We used Allele ID primer design software version 7.5 (Premier Biosoft, USA) to design all primers for mRNA samples (Table 1). Then checked on the National Center for Biotechnology Information (NCBI) website (www.ncbi. nlm.nih.gov/blast) and purchased from BIONEER (City, Korea). QPCR for mRNAs assay was performed in a final reaction volume of 10 μL containing 5 μL SYBR Green I Master mix, 0.5 μM of 10 pM forward, 0.5 μM of 10 pM reverse primers and 1 μl cDNA. To assay Real-time PCRs the following cycling conditions were chosen: 15 s at 95 °C, followed by 39 cycles at 95 °C for 15 s, 57 °C for 30 s, and 72 °C for 15 s. It should be noted that the primers used for catalase gene expression were 1 μM. The mean threshold cycle (CT) was calculated using a chromo4 (Bio-Rad, USA) device. To compare the expression level of genes between groups the ΔΔCt method was applied.
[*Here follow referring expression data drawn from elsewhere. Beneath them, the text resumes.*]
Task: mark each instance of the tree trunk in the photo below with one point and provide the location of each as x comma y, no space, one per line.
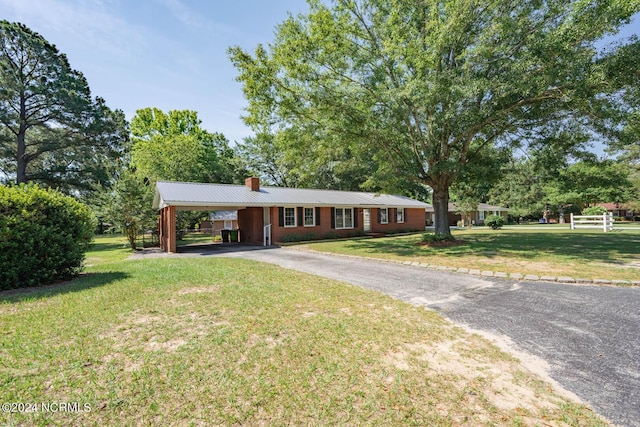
21,158
21,170
441,209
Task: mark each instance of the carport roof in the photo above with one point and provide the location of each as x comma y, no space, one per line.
187,195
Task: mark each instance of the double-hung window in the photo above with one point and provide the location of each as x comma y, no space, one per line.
309,217
384,216
344,217
289,217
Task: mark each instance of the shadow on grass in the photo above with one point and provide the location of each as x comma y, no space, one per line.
80,283
609,247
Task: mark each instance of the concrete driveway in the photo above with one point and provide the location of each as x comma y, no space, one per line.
589,335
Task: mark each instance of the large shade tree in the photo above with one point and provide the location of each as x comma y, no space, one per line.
51,129
174,146
431,84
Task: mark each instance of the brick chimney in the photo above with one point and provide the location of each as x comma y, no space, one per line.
253,183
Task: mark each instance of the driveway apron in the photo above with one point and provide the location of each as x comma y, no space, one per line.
589,335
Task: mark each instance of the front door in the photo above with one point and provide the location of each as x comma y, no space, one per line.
366,220
266,222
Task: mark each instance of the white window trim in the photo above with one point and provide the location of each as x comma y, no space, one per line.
342,226
295,219
304,216
386,220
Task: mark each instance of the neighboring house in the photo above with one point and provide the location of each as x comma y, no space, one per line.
483,211
618,210
221,220
269,214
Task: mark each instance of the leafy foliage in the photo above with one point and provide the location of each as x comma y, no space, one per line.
594,210
127,206
173,146
494,221
43,236
51,130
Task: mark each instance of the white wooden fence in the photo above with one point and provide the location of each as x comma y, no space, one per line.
604,221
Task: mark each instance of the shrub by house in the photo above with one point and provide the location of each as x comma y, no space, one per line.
43,236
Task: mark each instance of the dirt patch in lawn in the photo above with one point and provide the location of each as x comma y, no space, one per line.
485,374
442,243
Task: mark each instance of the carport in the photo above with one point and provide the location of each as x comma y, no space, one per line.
171,198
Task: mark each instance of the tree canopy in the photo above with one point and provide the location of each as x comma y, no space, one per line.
428,86
52,130
174,146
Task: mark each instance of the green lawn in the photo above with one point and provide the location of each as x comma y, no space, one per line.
542,250
211,341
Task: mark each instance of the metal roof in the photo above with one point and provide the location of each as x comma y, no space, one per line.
451,207
225,196
223,216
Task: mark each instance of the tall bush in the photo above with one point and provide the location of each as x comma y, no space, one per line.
43,236
494,221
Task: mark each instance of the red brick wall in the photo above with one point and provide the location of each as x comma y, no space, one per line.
415,220
250,225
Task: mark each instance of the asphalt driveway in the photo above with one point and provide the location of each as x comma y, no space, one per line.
589,335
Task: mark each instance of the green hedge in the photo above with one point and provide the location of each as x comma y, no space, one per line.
43,236
494,221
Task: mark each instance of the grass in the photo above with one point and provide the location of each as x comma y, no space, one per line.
552,250
212,341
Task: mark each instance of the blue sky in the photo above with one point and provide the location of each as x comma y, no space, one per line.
169,54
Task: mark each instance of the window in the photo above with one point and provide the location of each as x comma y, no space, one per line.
289,217
344,217
384,216
309,217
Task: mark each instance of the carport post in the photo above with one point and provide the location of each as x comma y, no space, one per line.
167,229
171,237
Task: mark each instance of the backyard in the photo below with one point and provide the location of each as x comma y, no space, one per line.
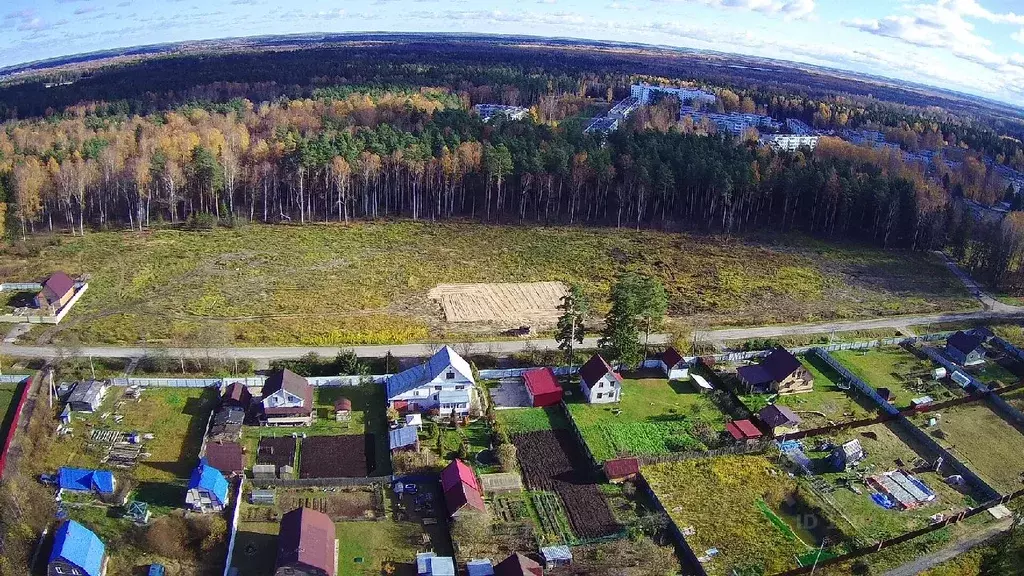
654,416
898,370
251,284
729,503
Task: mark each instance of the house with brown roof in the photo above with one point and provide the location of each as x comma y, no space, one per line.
306,544
58,288
779,372
599,382
287,400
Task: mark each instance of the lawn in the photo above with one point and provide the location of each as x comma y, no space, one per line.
724,499
898,370
826,405
885,448
252,284
653,417
982,440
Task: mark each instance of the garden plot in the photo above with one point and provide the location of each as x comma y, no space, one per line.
531,303
728,502
983,440
887,448
653,417
904,374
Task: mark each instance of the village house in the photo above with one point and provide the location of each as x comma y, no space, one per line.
965,348
599,383
77,550
779,419
542,386
778,372
306,544
444,382
673,365
287,400
57,290
207,491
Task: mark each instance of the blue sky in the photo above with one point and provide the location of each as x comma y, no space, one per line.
975,46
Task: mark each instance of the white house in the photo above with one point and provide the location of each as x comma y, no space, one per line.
674,366
599,383
445,382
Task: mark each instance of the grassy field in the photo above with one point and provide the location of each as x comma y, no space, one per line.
982,440
884,448
653,417
367,283
825,405
898,370
720,498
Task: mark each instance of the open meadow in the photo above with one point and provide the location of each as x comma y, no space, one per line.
369,282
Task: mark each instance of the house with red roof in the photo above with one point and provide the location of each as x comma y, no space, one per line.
542,385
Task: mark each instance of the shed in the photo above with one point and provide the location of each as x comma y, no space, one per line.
555,557
542,385
621,469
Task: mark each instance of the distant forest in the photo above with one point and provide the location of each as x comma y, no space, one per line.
317,135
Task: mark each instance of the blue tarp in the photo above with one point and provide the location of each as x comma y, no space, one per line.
76,544
82,480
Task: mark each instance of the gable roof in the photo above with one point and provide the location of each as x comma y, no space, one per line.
306,537
965,342
56,285
595,369
463,495
83,480
458,472
209,479
518,565
671,357
420,374
776,415
77,544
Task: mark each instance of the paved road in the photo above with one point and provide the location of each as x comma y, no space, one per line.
926,562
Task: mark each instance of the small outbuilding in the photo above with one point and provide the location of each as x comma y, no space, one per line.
674,366
542,385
Total antioxidant capacity (TAC) determination
To measure the total antioxidant capacity of the hippocampus a commercial kit according to the company’s instructions (ZellBio GmbH, Germany) based on the oxidation-reduction colorimetric assay at a wavelength of 490 nm was used. In order to the preparation tissue homogenate, 100 mg of the hippocampus of each animal was homogenized in a phosphate buffer solution (0.1 M, pH = 7.4) by a homogenizer. In order to collect supernatant, centrifugation (at 4,000 RPM, for 20-minutes at room temperature) was performed. Then a TAC assay kit by microplate reader detection at 490 nm was used to measure the TAC index. TAC level was considered as the amount of antioxidant in the sample in comparison to ascorbic acid acts as a standard. The sensitivity of this method is 0.1 mM (100 μmol/L).
Histological examination
To evaluate histopathological alterations, the extracted specimens including hippocampus, liver, kidney, and pancreas were instantaneously fixed in 10% formaldehyde and inserted in paraffin wax. Then samples (3-4 μm) were deparaffinized and imbedded in distilled water. Based on the standard protocols, to assess the architecture of tissues samples were stained with hematoxylin-eosin (H&E), and to access the storage of glycogen and evaluate basement membrane stained with Periodic acid- Schiff (PAS). Finally, histological images were taken by Leitz microscope (Nikon Eclipse E-200, Japan) with 400 times enlargement.
Statistical analysis
For data analyses, we used GraphPad Prism software version 6. Data were analyzed by the one-way ANOVA followed by Tukey’s multiple comparison tests. All values were given as mean ± SEM and p-value fewer than 0.05 was measured as significant.